The group of researchers from MIPT have made memristors based on thin-film hafnium oxide and measuring just 40x40 nm2. This nanostructures are able to change their state (conductivity) depending on the passing charge, exhibiting properties similar to biological synapses. "Using new technology, the memristors were integrated in matrices: in the future this technology may be used to design computers that function similar to biological neural networks", MIPT said.

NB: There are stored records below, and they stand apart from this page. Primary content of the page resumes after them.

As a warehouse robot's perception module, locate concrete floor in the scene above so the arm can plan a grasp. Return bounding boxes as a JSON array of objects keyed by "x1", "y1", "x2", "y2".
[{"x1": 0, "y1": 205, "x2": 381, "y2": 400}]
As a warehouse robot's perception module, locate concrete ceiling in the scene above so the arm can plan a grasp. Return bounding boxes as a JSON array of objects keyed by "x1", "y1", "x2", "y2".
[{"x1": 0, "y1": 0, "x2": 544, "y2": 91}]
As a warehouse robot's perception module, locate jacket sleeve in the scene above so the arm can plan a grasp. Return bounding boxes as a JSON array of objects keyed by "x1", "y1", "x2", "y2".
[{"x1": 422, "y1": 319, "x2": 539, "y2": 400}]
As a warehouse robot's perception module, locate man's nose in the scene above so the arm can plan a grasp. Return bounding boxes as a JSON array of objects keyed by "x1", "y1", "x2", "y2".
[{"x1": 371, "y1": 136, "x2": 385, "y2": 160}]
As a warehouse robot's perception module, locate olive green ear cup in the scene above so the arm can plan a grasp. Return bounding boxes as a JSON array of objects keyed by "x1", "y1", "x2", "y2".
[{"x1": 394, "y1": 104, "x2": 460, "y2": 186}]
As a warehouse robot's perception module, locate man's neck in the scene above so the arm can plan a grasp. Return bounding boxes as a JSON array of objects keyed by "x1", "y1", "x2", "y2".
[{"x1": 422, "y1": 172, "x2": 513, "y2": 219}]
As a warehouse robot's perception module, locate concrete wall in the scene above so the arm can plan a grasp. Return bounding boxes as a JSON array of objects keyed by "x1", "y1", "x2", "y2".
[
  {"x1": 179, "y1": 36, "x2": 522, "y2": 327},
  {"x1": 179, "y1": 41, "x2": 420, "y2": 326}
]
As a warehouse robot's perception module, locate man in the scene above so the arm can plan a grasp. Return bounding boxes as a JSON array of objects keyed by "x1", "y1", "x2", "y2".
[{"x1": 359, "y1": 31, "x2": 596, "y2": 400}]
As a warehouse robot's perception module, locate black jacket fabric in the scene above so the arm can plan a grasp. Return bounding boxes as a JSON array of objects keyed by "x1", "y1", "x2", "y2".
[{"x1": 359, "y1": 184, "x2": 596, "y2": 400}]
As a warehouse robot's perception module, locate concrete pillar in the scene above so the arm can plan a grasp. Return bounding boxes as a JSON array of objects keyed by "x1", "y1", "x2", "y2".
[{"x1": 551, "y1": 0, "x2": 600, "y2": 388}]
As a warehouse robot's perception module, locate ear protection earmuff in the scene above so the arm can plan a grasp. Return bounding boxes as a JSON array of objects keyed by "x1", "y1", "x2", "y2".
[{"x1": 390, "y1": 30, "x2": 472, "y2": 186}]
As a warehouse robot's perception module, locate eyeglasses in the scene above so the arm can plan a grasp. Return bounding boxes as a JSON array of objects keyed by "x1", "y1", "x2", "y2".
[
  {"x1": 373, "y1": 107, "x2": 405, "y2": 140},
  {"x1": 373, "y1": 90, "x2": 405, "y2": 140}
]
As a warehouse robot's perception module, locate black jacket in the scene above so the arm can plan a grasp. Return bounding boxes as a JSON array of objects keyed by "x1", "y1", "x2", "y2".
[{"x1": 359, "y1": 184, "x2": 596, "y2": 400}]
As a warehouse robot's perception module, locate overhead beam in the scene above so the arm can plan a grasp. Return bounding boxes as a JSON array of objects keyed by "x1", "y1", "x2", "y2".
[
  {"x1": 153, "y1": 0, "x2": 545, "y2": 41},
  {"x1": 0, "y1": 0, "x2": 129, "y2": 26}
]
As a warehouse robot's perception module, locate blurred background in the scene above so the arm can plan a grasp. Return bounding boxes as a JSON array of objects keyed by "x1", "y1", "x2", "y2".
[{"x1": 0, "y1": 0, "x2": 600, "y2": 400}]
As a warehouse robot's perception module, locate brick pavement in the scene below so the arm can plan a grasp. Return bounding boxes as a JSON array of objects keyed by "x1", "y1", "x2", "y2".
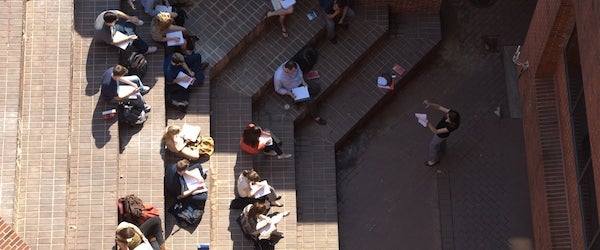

A synapse is point of connection between neurons, the main function of which is to transmit a signal from one neuron to another. Each neuron may have thousands of synapses, i.e. connect with a large number of other neurons. This means that information can be processed in parallel, rather than sequentially (as in modern computers). This is the reason why "living" neural networks are so immensely effective both in terms of speed and energy consumption in solving large range of tasks, such as image and voice recognition, etc.
Over time, synapses may change their "weight", i.e. their ability to transmit a signal. This property is believed to be the key to understanding the learning and memory functions of the brain. From the physical point of view, synaptic "memory" and "learning" in the brain can be interpreted as follows: the neural connection possesses a certain "conductivity", which is determined by the previous "history" of signals that have passed through the connection. If a synapse transmits a signal from one neuron to another, we can say that it has high "conductivity", and if it does not, we say it has low "conductivity". However, synapses do not simply function in on/off mode; they can have any intermediate "weight" (intermediate conductivity value). Accordingly, if we want to simulate them using certain devices, these devices will also have to have analogous characteristics.